UNITED NATIONS — China’s U.N. ambassador warned Wednesday against further escalation between India and Pakistan over the disputed Kashmir region and expressed hope that a Security Council meeting called by Beijing will encourage both countries to seek a solution through dialogue.

Zhang Jun told several reporters after the closed meeting that China remains “concerned about the situation on the ground” in Kashmir.

“I’m sure the meeting will be a help in both parties to understand the risk of further escalation and encourage them to approach to each other and to have dialogue and to seek means to seek solutions through dialogue,” Zhang said.
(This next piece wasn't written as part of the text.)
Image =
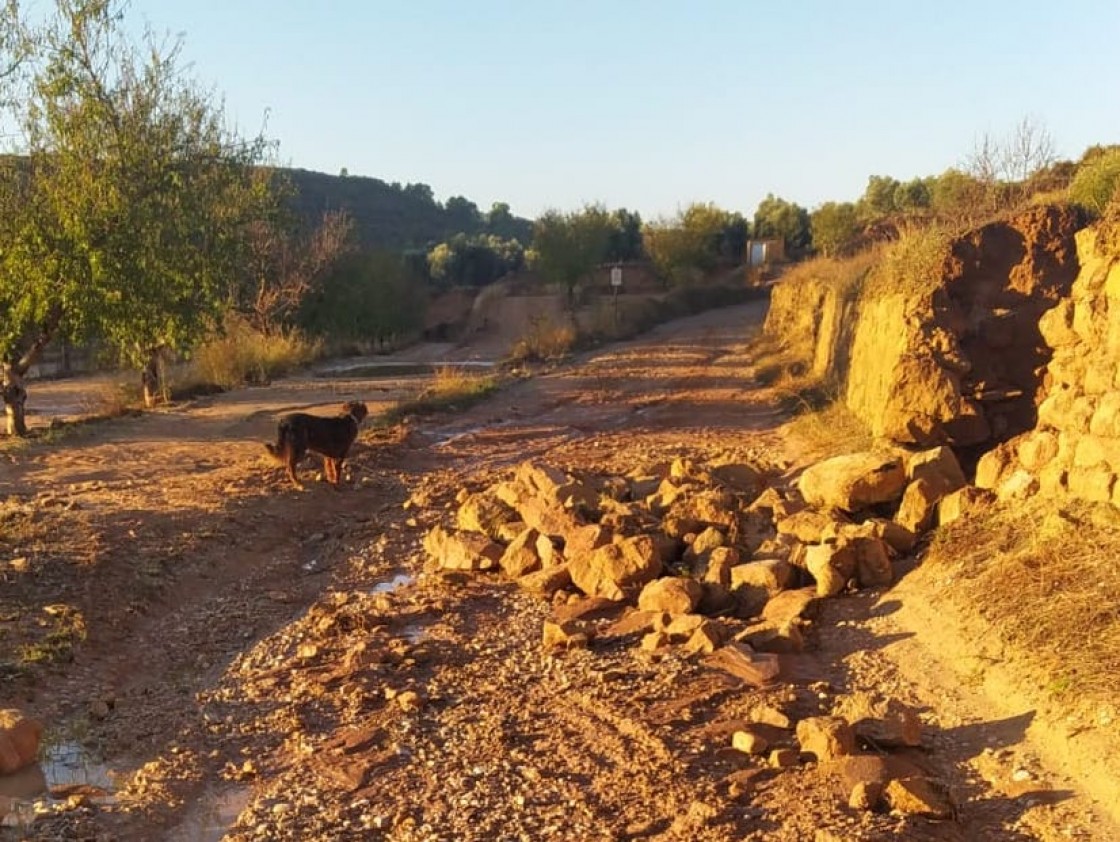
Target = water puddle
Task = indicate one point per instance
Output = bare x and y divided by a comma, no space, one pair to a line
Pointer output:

India’s Hindu nationalist-led government ended Muslim-majority Kashmir’s semi-autonomous status in August. The move was accompanied by a harsh crackdown, with New Delhi sending tens of thousands of additional troops to the already heavily militarized region, imposing a sweeping curfew, arresting thousands and cutting virtually all communications.

Authorities have since eased several restrictions, lifting roadblocks and restoring landlines and cellphone services, but Internet service is yet to be restored in the Kashmir valley. India’s action sparked protests, and last Friday the country’s top court ordered the government to review all restrictions within a week, saying the measures amounted to abuse of power.

China has supported Pakistan, India’s arch rival, in opposing New Delhi’s downgrading of Kashmir’s semi-autonomy and continuing restrictions in the disputed region. Pakistan’s Foreign Minister Shah Mahmood Qureshi was scheduled to meet U.N. Secretary-General Antonio Guterres at U.N. headquarters later Wednesday.

Council diplomats, speaking on condition of anonymity because Wednesday’s meeting was closed, said China wanted a review of the U.N. observer mission in Kashmir. But the overwhelming number of countries on the 15-member council urged deescalation and said the dispute is bilateral and should be resolved by India and Pakistan.

At the end of British colonial rule in 1947, the Indian subcontinent was divided into predominantly Hindu India and mainly Muslim Pakistan. They have fought two of their three wars over control of Kashmir, which had been a Muslim-majority kingdom ruled by a Hindu maharaja.

The first war ended in 1948 with a U.N.-brokered cease-fire that left Kashmir divided, with the promise of a U.N.-sponsored referendum on its “final disposition” that has never been held.

The U.N. sent military observers to supervise the cease-fire in January 1949 and following renewed hostilities in 1971 the U.N. mission has remained in the area to observe developments and report to the secretary-general — not to the Security Council as other peacekeeping missions do.

The Security Council held its first closed consultations on Kashmir since 1971 following India’s surprise action in August to change the Himalayan region’s status.

India accuses Pakistan of arming and training insurgents fighting for Kashmir’s independence from India or its merger with Pakistan. Pakistan denies the charge and says it offers only diplomatic and moral support to the rebels.